La velada




       CARMINA ENTONABA una canción alegre delante del espejo, con la aureola de esa blusa antes sumida en el olvido del armario. Salvador se ajustaba la americana; ella se la había arreglado mostrando el buen oficio a base de puntadas con aguja e hilo guardados de otros tiempos. Sus dos hijos correteaban por el comedor ante las advertencias maternas; no era cuestión de que se ensuciaran los pantalones en aquella ocasión tan especial.
       Poco después, Carmina deambulaba sin parar entre la cocina y el comedor, atenta a los murmullos humanos cuyos ecos invadían ya la escalera del edificio. El reloj colgado en la pared marcaba las ocho y media de la anochecida tarde, cuando la estancia se impregnó, por fin, del aroma a gambas y langostas. La mujer intercambió una urgente mirada con su marido.
       —Niños, venid—, exclamó, ante los ojos expectantes de Salvador.
       Unas copas, más lustrosas que nunca, y varias bandejas plateadas contemplaban sobre el mantel blanco la repentina y eventual soledad del comedor.
       —¡Rápido! Ahí están —Carmina señaló cuatro fiambreras vacías, situadas en la encimera de la cocina.
       Se asomaron al muro de la galería, exaltados por el deseado humo que surgía del piso inferior; como el rumor de las voces, ahora desprovisto de todo eco.
       —Sujetadlas bien. Así, boca abajo —enfatizó Salvador.
       —¡Qué bien huele! —se relamía uno de los niños.
       —Habla más flojo, que te oyen —protestó Carmina.
       El humo no tardó en formar una niebla olorosa en las fiambreras.
       —Suficiente, creo yo —balbuceó el hombre.
       —Entremos. ¡Rápido, que se escapa! —Carmina enarcó las cejas.
     Con paso apresurado salvaron las escasas baldosas que los separaban de la cocina. Taparon las fiambreras, que por dentro simulaban cualquier calle de Londres en la época victoriana.

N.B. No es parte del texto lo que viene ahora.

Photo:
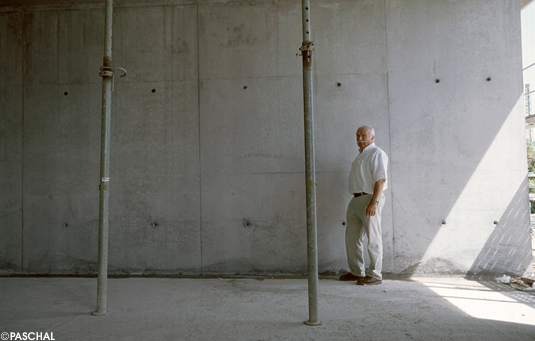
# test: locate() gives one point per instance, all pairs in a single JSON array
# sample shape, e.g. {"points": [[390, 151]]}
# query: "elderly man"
{"points": [[367, 181]]}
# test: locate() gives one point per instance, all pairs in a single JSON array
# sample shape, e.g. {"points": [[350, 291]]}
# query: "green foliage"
{"points": [[531, 156], [531, 168]]}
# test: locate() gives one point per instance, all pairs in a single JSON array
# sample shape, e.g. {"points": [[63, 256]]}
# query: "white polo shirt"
{"points": [[368, 167]]}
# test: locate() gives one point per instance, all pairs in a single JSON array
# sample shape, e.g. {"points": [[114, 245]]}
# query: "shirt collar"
{"points": [[369, 147]]}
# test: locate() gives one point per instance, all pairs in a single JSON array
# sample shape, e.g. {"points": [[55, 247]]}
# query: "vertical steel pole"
{"points": [[307, 48], [106, 73]]}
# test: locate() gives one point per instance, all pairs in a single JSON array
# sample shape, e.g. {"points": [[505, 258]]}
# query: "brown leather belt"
{"points": [[356, 195]]}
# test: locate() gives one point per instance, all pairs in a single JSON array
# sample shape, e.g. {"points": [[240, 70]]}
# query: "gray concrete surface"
{"points": [[207, 153], [271, 309]]}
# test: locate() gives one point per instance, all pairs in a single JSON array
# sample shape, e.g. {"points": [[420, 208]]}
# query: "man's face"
{"points": [[364, 138]]}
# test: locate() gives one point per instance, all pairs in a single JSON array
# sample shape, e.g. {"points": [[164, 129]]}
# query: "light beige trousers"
{"points": [[358, 227]]}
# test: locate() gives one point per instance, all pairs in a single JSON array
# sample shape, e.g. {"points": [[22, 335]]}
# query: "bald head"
{"points": [[365, 137]]}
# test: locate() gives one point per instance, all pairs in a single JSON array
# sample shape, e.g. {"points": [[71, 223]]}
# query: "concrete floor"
{"points": [[269, 309]]}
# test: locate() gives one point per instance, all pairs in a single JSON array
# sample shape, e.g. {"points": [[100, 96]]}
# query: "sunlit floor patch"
{"points": [[485, 299]]}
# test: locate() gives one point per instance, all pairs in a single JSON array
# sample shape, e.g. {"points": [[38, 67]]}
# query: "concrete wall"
{"points": [[207, 153]]}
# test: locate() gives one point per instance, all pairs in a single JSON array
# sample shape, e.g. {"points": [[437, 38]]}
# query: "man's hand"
{"points": [[371, 209]]}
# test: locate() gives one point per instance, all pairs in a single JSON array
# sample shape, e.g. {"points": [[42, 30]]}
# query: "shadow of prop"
{"points": [[508, 249]]}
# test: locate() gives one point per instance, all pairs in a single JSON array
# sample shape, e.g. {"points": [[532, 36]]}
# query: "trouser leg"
{"points": [[354, 236], [375, 242]]}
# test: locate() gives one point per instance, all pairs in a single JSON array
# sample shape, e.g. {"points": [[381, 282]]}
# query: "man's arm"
{"points": [[377, 191]]}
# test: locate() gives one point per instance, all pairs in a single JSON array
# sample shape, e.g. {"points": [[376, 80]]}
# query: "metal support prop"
{"points": [[306, 50], [106, 72]]}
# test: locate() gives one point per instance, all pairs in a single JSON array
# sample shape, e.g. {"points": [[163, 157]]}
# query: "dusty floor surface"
{"points": [[270, 309]]}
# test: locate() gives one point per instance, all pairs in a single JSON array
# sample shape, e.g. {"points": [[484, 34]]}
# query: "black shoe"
{"points": [[350, 277], [369, 281]]}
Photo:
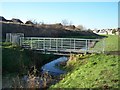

       —Esto merece un buen vino —proclamó Salvador, nada más sentarse en la mesa del comedor.
       —¡Quiero…! —sonreía uno de los hijos, suplicante.
       —¡Yo también!
       —Bueno, pero poco, ¿eh? —concedió Carmina.
       —Un día es un día —se frotó las manos Salvador, antes de destapar el cartón de vino y servirlo en cada copa de brillante plástico. Unas gotas, al derramarse, tiñeron de rosa el papel blanco del mantel, hasta insinuar un pequeño agujero.
       —¿Con qué empezamos? —preguntó Carmina.
       —Con las patatas fritas —propuso el marido.
      De las bandejas de cartón color plata sacaron las patatas y las sumergieron en el mundo victoriano de una de las fiambreras. Y mientras se ahumaban, destaparon otro recipiente neblinoso e hicieron lo propio con los trozos de pollo cocido que Carmina había comprado congelado, al precio de 1 euro…
       «La carne y el marisco dan buenos resultados. Tendremos invitados… A mi esposo lo han ascendido a jefe de sección, y hemos de quedar bien con el director», había escuchado Carmina de incógnito a la vecina de abajo en el supermercado, refiriéndose a la cena especial de hoy, mientras le despachaban un animado desfile de productos marinos.
       —Esta velada no nos la quita nadie —afirmó Salvador.
       —Brindemos —sugirió Carmina.
       Todos alzaron sus copas de usar y tirar.